Permítanme ustedes platicarles del alumbramiento de mi segundo libro: Reflexiones privadas. Testimonios públicos (Océano, 1997, 389 páginas). Resulta más robusto que el anterior, La democracia que viene (Grijalbo, 1989). Tiene 300 cuartillas más que su hermano mayor y deja el terreno de la ficción política (aunque mis predicciones se han cumplido). Se orienta francamente al acontecer político real y hace un recuento de experiencias vividas.
Déjenme contarles que me pasé un año entero escudriñando mis recuerdos e integrándolos a una inteligente investigación de Dominica Ocampo. Cada semana expuse mis trabajos en el taller de Agustín Monreal, maestro crítico, respetuoso pero severo, quien sin compasión me rechazó centenares de páginas donde me despegaba del tono verista, intimista, muchas veces doloroso, propio de un libro que se cuenta en primera persona.
Una vez terminado y entregado este libro a mi editor y amigo Rogelio Carvajal, busqué como cosa natural una ``sana distancia'' con el texto. Ahora lo he leído completo para atender a su presentación pública el jueves pasado. Me parece hoy un relato muy interesante con destellos de fobias y filias, anecdotario, algo de sal humorística e incluso granos gruesos de chisme. Resume no sólo mis recuerdos sino los de mi generación y, si me apuran un poco, de miles de mexicanos que se han interesado vivamente en la política durante los últimos años. Quizás debería subtitularlo ``La historia de todos nosotros''.
El primer actor es la vida del sistema político, bóveda bajo la cual hemos vivido varias generaciones, disfrutando primero de la estabilidad y prosperidad que generó, y después como espectadores, cómplices y víctimas de su irrefrenable y desgarradora decadencia. Llama la atención la incapacidad de las élites mexicanas para encontrar alguna salida al sistema de presidente monarca y partido único. Tomemos en cuenta que la decadencia era evidente en el lejano año de 1968. Han pasado cinco periodos presidenciales, cinco crisis y multitud de desastres y rupturas para que podamos entender que nuestra única alternativa de modernización política es la democracia.

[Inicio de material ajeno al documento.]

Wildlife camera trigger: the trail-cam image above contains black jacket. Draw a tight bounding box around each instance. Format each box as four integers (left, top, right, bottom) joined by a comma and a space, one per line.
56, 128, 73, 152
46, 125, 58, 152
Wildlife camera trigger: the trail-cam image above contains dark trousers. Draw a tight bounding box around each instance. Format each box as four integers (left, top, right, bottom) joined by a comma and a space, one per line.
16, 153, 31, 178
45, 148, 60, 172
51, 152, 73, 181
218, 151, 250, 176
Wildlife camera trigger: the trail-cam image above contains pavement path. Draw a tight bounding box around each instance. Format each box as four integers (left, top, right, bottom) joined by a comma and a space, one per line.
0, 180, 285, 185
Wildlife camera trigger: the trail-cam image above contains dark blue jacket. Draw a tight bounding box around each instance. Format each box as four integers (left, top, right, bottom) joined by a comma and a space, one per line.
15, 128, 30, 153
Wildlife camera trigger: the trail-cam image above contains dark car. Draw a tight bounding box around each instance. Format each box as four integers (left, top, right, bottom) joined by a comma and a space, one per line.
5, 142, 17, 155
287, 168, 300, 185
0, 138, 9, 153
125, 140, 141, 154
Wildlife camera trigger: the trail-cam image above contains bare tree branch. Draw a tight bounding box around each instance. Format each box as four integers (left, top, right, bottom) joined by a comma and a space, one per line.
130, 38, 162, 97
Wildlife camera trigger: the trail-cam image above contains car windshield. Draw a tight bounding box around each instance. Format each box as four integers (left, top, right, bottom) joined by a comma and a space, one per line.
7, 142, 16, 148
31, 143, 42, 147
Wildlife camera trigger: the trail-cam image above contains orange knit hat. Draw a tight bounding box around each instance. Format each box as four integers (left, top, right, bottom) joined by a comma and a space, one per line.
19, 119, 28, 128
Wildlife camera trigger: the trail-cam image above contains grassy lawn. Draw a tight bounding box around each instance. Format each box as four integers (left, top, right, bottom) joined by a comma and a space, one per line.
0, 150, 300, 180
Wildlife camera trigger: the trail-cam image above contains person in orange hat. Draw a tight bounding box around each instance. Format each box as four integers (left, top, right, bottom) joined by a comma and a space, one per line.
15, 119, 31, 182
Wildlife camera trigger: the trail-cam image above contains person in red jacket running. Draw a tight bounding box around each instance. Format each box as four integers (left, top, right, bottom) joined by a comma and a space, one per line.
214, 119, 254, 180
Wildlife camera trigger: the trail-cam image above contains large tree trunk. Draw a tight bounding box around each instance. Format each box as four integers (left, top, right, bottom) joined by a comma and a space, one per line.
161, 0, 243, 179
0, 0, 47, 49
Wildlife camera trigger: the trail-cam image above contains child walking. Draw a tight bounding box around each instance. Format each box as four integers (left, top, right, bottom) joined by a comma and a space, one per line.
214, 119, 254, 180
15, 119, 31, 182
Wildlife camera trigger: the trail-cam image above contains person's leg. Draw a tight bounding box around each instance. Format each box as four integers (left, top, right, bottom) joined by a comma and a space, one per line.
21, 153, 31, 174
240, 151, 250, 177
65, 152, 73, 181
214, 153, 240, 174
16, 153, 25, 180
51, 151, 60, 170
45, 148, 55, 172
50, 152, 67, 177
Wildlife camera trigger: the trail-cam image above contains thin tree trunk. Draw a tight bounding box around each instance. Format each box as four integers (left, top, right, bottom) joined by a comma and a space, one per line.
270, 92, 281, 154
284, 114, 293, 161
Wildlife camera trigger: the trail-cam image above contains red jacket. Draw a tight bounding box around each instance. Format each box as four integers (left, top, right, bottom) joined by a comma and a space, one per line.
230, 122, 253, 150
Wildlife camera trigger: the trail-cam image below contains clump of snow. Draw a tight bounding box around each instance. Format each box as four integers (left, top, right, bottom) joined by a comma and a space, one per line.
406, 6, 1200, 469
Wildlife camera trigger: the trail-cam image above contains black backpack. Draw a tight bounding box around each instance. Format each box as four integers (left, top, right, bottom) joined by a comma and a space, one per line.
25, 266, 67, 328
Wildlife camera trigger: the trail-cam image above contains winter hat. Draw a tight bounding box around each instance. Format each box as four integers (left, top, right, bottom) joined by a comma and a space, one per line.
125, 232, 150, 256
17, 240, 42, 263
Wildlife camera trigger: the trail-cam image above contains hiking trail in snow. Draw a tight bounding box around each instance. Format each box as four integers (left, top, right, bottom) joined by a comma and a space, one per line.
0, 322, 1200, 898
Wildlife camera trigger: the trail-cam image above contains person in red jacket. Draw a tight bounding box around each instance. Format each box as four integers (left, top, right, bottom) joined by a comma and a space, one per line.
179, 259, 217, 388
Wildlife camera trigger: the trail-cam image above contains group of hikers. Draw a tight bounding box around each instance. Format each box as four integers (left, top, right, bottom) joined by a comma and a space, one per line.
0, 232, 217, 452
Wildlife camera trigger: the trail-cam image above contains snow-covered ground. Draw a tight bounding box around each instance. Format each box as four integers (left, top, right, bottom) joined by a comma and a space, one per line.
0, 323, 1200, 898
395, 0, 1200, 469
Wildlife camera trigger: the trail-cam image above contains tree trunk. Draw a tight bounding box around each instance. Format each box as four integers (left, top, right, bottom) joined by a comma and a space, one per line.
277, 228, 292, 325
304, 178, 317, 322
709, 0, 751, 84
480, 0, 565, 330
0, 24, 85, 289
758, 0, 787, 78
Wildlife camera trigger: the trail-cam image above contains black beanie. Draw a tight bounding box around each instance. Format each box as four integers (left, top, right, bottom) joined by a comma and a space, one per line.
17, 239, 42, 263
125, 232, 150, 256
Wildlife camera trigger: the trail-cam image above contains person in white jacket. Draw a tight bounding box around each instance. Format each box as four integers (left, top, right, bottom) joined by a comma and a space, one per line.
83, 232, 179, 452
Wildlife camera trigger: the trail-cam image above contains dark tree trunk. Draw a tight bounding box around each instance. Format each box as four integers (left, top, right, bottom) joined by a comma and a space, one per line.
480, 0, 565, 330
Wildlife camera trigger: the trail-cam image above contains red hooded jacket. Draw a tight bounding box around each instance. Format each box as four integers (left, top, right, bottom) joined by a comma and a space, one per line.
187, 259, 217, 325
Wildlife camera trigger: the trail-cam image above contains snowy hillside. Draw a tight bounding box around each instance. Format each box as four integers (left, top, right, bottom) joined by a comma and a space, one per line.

Déjenme darles una nota de optimismo. Junto con la línea de decadencia aparece la de transición. Las dos son paralelas. No es una cuestión bizantina determinar cuándo empieza la transición. ¿Con las manifestaciones multitudinarias de 1968? No, Díaz Ordaz aplastó esta iniciativa. ¿Con la apertura democrática de Luis Echeverría en 1971? No, aquella línea terminaría por reforzar al sistema. ¿Con la reforma de José López Portillo y su ilustre ministro, Jesús Reyes Heroles, en 1977? No, estos cambios quedaron anulados en el sexenio siguiente. ¿Sería el punto crítico las elecciones de Chihuahua de 1986, en que el PAN desafió al sistema y una oleada de opinión pública rechazó el fraude? ¿O fue en 1987 cuando Cuauhtémoc Cárdenas, Muñoz Ledo y sus compañeros rompieron con el PRI? ¿O en 1988, cuando las oposiciones retaron al presidente De la Madrid, decidido a imponer el continuismo? ¿Habrá sido en el momento en que se cayó el sistema? ¿Sería cuando el gobierno de Salinas, con la presión y la alianza del PAN, produjo ciertas reformas? No, esa fue la ``democracia selectiva''.
Una transición se inicia cuando los actores políticos mayores se reconocen unos a otros y firman un acuerdo fundamental de reforma. Esto sucedió hasta el 10 de enero de 1994. El impacto que causó en la conciencia nacional el levantamiento de los Altos de Chiapas provocó la última reforma del salinato. Pero la hegemonía siguió funcionando.
Los cambios sólidos aparecen tan tardíamente como en los últimos dos años. La cadena de casi 30 elecciones locales no impugnadas en las que se produce el fenómeno de la alternancia y una reforma electoral constitucional aprobada por unanimidad, rompen con los precedentes. Ya no podemos seguir especulando: estamos en la transición. El episodio decisivo se producirá quizás en unas cuantas semanas. Si los opositores ganan gobernaturas clave y hacen perder al PRI el control del Congreso, la transición entrará en su auge. Pero el fenómeno mayor estará en las calles, en las plaazas, en las empresas, en las iglesias, en las universidades y escuelas, y sobre todo en la mente de las gentes, y por eso el fenómeno se ve como un aluvión que no puede contenerse. Valió la pena narrarlo. Es más emocionante vivirlo y luchar porque se complete.